STURBRIDGE (CBS) – On this Valentine’s Day, a Sturbridge student shared the story about her heart, which stopped two years ago when she went into cardiac arrest.

Fortunately when it happened she was in perhaps the second best place she could have been after a hospital – her school.

On Tuesday she said thanks with the help of a Massachusetts company that’s in the lifesaving business.

“I was walking up the stairs between classes, and then I blacked out, and that’s all I remember until I woke up in the hospital,” says Kathryn Henry.

It was just two years ago and Kathryn was just 14, a student at Tantasqua Junior High in Sturbridge.

School nurse Jackie Berube was in her office, and rushed to the stairwell when she got the news.

“She was still with us. She was still breathing, but then I did lose her breathing and her pulse,” Berube said. “Her heart stopped beating.”

Meanwhile, science teacher and paramedic Keith Ventimiglia joined the effort.

“I took one look and realized she was actually one of my students who I had just had in class,” he told WBZ-TV.

Kathryn Henry was walking on the stairs of her school when she collapsed and needed to be revived with an AED. (WBZ-TV)

Kathryn Henry was walking on the stairs of her school when she collapsed and needed to be revived with an AED. (WBZ-TV)

With the clock ticking, they realized the school’s AED, automated external defibrillator, was the only hope.

“We were able to shock her once, and she came back,” says Berube.

“This is an absolute, essential part of keeping our students safe,” adds Ventimiglia.
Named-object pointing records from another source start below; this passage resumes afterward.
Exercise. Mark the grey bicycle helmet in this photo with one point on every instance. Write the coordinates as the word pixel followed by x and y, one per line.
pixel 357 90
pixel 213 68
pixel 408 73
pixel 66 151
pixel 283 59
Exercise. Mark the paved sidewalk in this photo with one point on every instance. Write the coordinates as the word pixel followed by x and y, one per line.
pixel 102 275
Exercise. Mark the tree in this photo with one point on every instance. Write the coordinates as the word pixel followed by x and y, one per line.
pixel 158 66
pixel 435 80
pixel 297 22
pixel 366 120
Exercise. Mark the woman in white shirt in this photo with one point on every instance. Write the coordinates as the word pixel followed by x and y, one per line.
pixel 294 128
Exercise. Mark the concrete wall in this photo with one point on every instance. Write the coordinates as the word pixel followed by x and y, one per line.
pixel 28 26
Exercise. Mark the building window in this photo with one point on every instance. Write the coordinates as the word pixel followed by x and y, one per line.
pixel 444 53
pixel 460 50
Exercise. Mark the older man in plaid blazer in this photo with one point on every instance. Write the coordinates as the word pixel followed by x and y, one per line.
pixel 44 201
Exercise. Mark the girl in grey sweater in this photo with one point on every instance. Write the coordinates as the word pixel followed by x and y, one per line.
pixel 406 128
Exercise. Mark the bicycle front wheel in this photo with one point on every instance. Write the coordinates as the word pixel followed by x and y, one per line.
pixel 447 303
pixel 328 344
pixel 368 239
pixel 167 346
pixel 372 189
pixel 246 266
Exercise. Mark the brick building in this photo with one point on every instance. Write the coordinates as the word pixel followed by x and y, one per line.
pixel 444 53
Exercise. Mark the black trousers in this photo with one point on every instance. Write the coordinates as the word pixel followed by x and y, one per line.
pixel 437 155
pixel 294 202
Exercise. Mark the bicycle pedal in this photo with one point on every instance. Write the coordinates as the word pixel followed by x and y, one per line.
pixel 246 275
On Tuesday Kathryn, who is now a sophomore, returned to her junior high to help deliver a new defibrillator, courtesy of Zoll Medical, the only Massachusetts manufacturer of the machines.

It’s all part of the build up to a new state law requiring schools to have defibrillators.

“We’re donating one AED per month for the next 18 months to schools to support this new legislation.  So we’re donating the first one to the school,” says Gene McCauliffe from Zoll.

Kathryn now has a tiny defibrillator implanted in her chest and is back doing all her old activities.

“It was just a lot of luck, I guess. Everything worked out,” she says.

After the cardiac arrest, doctors found the cause was genetic. And since that discovery, Kathryn’s father and younger sister have also been diagnosed and are being treated.

The new state law requiring defibrillators in schools goes into effect next year.